Ed ecco che sognando parevagli d'esser a Lucca, e di trovarsi in una ricca sala al cospetto di Marco Visconti: ma quel Marco avea una faccia balorda, due occhi come invetrati: Lupo gli parlava, ed ei non rispondea; gli porgeva la lettera d'Ermelinda, ed egli non levava la mano a pigliarla: il sognante si figurava di voler prendergliela egli quella mano per baciarla; non si vedeva che Marco la tirasse indietro, ma la mano non trovavasi al posto dove l'occhio l'aveva affissata, ma non c'era verso di poterla stringere: che cos'è questa storia?... Gli era avviso di guardarsi d'intorno se mai vedesse alcuno cui dimandarne. Ma che è? che non è? i fregi, le dorature, i paramenti della sala erano spariti; le muraglie, in men di che rimaste tutte brulle, s'andavan facendo sempre più oscure, ruvide ed anguste; il palco messo a oro s'abbassava in una vôlta bruna e pesante; il pavimento era diventato un imbratto, uno schifoso pattume; v'era stesa un po' di paglia in un canto, e sulla paglia stava sdraiato Marco Visconti... Marco? no, che non era Marco... Dal vedere al non vedere ei s'era trasformato in Ottorino: il quale con una voce fioca e paurosa gli diceva: - Sei tu, Lupo?

- Son io.

- Ma non andavi tu a Lucca?

- Sì.

- E perchè non seguitar innanzi per la tua via? e come sei capitato qua entro?
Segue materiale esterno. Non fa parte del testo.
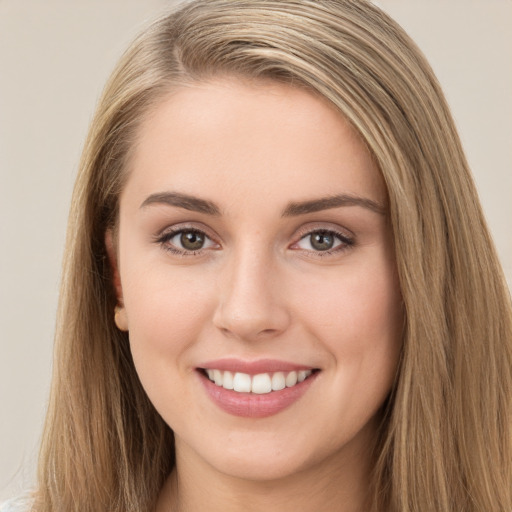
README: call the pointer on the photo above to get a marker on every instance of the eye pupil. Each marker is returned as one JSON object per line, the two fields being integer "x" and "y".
{"x": 192, "y": 240}
{"x": 322, "y": 241}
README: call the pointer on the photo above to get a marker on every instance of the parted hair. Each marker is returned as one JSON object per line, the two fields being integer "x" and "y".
{"x": 445, "y": 443}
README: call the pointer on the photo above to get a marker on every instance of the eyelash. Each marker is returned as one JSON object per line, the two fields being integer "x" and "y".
{"x": 345, "y": 244}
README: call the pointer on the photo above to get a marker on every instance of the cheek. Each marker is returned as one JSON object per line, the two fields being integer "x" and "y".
{"x": 166, "y": 311}
{"x": 358, "y": 317}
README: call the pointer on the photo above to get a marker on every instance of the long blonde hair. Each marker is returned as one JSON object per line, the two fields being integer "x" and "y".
{"x": 446, "y": 441}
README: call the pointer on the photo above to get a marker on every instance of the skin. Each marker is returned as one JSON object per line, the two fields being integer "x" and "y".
{"x": 259, "y": 289}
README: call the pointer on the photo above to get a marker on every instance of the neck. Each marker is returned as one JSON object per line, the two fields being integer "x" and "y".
{"x": 339, "y": 483}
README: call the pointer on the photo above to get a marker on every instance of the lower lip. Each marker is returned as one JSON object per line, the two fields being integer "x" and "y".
{"x": 252, "y": 405}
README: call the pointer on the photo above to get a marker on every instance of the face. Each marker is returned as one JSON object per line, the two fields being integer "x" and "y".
{"x": 254, "y": 253}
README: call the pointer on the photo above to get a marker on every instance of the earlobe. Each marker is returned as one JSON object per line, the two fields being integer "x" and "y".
{"x": 120, "y": 318}
{"x": 119, "y": 312}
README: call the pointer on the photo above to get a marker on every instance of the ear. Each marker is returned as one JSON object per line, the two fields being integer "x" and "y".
{"x": 120, "y": 312}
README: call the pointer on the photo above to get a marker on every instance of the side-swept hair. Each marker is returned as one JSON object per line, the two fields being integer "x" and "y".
{"x": 446, "y": 440}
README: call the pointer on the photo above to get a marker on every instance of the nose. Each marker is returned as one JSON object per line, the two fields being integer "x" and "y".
{"x": 251, "y": 305}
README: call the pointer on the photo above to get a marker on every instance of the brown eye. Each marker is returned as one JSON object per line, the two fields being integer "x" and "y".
{"x": 192, "y": 240}
{"x": 322, "y": 240}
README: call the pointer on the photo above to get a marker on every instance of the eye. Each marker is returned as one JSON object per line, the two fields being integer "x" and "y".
{"x": 186, "y": 241}
{"x": 323, "y": 241}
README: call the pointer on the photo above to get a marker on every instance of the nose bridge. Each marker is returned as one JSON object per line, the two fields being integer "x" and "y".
{"x": 249, "y": 305}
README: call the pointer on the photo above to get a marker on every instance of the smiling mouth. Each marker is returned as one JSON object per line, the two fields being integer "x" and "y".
{"x": 260, "y": 384}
Ah fuggi! fuggi! guai a te! guai a te!

Qui l'orecchio del dormente sentì un susurro confuso e quasi fantastico di alcune voci; i suoi occhi quantunque chiusi, furono percossi istantaneamente da un barlume; e, come accade nei sogni, che le impressioni esterne si riportano alle immagini già avviate nella fantasia, e s'accordano con quelle, gli parve che Ottorino tutto spaventato da quelle voci, da quel chiarore, seguitasse dicendogli: - Ecco, sono qui, vengono per ammazzarti, fuggi! salvati! - Egli allora voleva correre, voleva gridare, voleva cavarsi da lato il pugnale; ma per quanti sforzi facesse non poteva mai staccar l'un piede dall'altro: la voce parea impedita, il braccio parea morto.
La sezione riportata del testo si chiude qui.